The Boston real estate market started off strong going into 2020. Before the COVID-19 pandemic hit, it was typically the best time of the year for sellers to list a downtown Boston condo for sale. However, with shutdowns and stay-at-home mandates, the housing inventory was never able to recover as buyers returned to the real estate market.
As Americans started to have more freedom and flexibility with remote working conditions, combined with low mortgage rates, real estate demand grew with limited supply — creating a lighting-fast seller’s market. The housing market out-performed every other economic sector across the nation.
With mortgage rates at all-time lows, it might feel like the best time to buy a second home but it won’t be as simple as you may think.
Before you start shopping for a second home, first consider refinancing your current home mortgage. With the current lower interest rates, now might be the best time to lock in a good rate before they start to rise again.
If your goal is to reduce your monthly mortgage payment or save money, you’ll need to use an online mortgage refinance calculator to determine if refinancing your current home is a good option. You can also head to Credible to crunch the numbers and determine your estimated monthly payments and more
- A better mortgage rate
- A lower monthly mortgage payment
- A shorter mortgage term
- Cash-out refinance
A better mortgage rate could mean substantial savings. A 1.0% rate deduction on a $200,000 home with a $160,000 mortgage saves you $100 a month. This might not seem like much but on a 30-year term, this saves you $30,000 in interest.
A lower rate can lower your monthly payments and put you in a better financial position. If you’re paying less in interest, you have more money to work with each month. That extra cash could be put to better use in a retirement account or towards another long-term financial goal.

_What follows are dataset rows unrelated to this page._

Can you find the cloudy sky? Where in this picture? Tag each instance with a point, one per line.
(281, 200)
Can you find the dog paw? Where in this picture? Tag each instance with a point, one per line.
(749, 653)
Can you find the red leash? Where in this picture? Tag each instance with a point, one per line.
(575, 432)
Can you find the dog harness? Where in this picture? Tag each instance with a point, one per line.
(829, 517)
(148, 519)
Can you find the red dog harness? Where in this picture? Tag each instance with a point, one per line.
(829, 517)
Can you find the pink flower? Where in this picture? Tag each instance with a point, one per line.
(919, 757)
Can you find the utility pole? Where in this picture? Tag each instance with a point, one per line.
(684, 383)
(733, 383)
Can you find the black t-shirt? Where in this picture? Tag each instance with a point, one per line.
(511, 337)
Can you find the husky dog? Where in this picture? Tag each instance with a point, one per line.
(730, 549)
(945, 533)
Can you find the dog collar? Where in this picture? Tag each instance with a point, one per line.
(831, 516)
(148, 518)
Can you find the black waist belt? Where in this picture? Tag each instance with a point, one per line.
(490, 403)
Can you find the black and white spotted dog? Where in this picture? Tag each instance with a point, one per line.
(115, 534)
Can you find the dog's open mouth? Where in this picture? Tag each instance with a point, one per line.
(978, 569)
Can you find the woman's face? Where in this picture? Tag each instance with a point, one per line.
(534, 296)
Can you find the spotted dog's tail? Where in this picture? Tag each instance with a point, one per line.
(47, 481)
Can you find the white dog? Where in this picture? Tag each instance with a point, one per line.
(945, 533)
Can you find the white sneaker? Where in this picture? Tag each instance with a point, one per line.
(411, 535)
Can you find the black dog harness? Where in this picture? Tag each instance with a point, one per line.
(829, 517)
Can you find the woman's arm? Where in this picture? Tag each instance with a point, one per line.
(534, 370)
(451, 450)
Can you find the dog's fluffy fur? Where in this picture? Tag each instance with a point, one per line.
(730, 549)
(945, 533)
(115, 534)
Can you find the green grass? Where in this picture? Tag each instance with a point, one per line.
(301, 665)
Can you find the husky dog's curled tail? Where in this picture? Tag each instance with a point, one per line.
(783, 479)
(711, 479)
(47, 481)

To see how much you could save on monthly payments today, crunch the numbers and compare rates and mortgage lenders using Credible’s free online tool. You can also use a refinance calculator to help figure out how a new home loan will impact your personal financial situation.
Many buyers purchase a home with a 30-year mortgage loan and choose to refinance to a 15-year fixed-rate mortgage. If you have 20 years left on your mortgage and refinance into a 15-year mortgage, the lower interest rate and the shorter term will greatly reduce the amount you pay in interest.
You can borrow money against your home equity with a cash-out refinance. This can be a cost-effective option if you need to borrow.